A new study by researchers at Duke University reveals that the chances of being incarcerated in the United States are higher for African Americans than whites or Hispanics, regardless of their wealth. Furthermore, the team also found that African Americans and Hispanics who previously served jail time were a great deal poorer than their white counterparts.

Previous studies have found connections between race, prison time and wealth before and after incarceration, and the new findings support these results and shed additional light on the issue.

The researchers analyzed data gathered from the 1979 cohort of the National Longitudinal Study of Youth, which spanned 1979 to 2012. The data covered 12,686 young men and women who were between the ages of 14 and 22 years old at the time of the first interviews in 1979, with incarcerated subjects interviewed whenever permitted.

The study examined variables such as race, gender and language, and after 1985, it began to examine the wealth of the participants and their families.

In addition, the team looked at those who had not been incarcerated by 1985, as well as the participants' net worth and likelihood of being put in jail during the study.

"Americans who experience incarceration come from a lower wealth background compared to those who do not," said Khaing Zaw, who led the study. "When it comes to wealth and incarceration outcomes, the disadvantages of being black or Hispanic compound the disadvantages of poverty."

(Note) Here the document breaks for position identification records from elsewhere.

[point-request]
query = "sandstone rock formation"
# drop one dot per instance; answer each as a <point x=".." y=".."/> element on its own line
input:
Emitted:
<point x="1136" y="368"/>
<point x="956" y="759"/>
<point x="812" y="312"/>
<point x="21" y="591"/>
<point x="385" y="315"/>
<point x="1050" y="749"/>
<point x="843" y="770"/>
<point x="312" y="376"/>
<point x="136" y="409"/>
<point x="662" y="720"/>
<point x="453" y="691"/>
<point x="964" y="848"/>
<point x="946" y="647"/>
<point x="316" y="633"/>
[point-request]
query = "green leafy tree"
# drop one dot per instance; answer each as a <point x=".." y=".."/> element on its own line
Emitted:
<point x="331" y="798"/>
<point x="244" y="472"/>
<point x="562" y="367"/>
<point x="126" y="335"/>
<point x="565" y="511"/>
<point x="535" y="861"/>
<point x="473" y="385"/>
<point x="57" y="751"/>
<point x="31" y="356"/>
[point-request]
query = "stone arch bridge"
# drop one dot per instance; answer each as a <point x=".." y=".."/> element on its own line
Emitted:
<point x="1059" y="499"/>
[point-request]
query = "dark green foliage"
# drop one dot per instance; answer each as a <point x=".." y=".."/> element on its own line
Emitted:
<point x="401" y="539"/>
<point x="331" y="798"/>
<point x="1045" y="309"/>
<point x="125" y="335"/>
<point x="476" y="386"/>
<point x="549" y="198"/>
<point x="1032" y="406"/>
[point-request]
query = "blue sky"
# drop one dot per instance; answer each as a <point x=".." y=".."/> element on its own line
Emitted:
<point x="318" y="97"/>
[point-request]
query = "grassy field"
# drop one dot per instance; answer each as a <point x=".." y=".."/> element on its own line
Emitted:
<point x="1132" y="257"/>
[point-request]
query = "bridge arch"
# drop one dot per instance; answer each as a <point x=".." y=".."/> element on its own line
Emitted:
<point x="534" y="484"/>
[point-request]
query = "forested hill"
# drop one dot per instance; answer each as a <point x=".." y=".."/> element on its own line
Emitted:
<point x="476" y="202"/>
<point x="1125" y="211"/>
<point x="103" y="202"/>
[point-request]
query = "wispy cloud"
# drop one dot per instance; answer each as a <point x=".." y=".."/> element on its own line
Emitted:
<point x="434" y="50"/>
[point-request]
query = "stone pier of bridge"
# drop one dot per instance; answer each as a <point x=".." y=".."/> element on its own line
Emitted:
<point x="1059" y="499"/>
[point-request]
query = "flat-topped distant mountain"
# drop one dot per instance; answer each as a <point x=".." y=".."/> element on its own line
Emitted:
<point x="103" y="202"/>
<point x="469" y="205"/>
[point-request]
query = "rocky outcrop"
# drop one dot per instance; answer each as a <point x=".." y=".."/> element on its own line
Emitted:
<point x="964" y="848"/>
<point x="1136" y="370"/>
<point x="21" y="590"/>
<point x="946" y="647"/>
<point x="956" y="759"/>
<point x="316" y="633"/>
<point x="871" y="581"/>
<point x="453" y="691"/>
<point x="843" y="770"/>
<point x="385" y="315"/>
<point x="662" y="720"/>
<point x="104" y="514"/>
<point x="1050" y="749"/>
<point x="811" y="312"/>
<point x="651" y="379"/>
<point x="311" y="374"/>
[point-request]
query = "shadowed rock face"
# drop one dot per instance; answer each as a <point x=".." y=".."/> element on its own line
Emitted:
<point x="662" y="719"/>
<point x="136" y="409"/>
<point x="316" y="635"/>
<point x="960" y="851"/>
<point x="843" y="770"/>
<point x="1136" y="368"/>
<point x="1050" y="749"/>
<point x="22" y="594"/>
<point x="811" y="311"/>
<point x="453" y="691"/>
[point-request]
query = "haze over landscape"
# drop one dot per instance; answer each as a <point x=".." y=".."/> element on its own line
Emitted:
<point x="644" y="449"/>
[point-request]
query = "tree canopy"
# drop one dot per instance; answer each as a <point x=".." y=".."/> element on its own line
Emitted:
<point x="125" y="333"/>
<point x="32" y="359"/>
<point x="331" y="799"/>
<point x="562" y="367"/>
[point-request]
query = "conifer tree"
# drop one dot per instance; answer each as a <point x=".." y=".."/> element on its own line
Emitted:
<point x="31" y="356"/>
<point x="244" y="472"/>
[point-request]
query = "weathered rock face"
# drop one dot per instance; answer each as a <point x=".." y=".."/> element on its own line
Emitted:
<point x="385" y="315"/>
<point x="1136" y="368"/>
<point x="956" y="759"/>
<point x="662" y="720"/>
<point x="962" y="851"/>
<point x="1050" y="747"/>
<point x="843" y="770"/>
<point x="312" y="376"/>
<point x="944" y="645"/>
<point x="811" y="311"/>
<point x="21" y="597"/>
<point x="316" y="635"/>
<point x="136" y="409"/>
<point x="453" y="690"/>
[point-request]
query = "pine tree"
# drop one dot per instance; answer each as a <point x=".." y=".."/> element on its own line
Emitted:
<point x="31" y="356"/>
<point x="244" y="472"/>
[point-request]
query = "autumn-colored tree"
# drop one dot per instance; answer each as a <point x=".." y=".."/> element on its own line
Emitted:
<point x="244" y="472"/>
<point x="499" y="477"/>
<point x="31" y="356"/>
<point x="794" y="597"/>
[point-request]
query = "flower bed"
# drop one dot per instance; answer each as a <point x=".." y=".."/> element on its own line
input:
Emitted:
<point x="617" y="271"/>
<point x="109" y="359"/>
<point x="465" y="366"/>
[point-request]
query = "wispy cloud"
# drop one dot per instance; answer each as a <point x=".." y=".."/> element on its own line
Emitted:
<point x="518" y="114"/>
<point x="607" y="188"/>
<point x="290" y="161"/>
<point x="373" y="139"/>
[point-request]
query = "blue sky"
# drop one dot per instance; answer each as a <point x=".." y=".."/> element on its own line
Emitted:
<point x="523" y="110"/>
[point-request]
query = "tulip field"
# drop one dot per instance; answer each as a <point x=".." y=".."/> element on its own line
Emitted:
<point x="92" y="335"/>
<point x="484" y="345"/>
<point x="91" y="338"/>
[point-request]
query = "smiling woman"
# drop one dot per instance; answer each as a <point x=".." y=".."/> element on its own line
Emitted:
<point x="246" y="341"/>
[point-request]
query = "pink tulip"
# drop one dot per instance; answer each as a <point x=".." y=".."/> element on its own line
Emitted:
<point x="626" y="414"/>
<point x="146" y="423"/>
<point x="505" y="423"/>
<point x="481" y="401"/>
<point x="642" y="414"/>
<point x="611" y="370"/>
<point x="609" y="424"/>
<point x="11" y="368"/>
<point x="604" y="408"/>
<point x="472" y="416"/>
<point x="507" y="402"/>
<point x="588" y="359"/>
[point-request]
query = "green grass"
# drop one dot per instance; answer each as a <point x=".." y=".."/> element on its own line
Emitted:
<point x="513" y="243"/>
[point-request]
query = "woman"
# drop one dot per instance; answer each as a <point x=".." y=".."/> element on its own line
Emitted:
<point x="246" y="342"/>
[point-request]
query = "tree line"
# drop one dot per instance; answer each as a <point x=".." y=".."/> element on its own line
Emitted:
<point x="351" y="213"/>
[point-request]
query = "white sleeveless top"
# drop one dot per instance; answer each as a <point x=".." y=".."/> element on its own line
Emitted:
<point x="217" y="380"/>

Although higher levels of wealth were connected to shorter jail stays, the incarceration rate for African Americans was higher at every level of wealth when compared to their white counterparts. Interestingly, the likelihood of incarceration for Hispanics was lower than it was for whites at some wealth levels.

Racial disparity shrinks as wealth levels rise, but it is always present to some degree. This could be due to other factors including the wealth of extended family members or social connections.

"To the best of my knowledge, this is the first study to look at the impact of prior wealth on the odds of incarceration and to demonstrate that wealth does not provide the same degree of insulation from imprisonment for black and Hispanic males as it does for white males," said William Darity, co-author of the study.

The findings were published in the Feb. 15 issue of Race and Social Problems.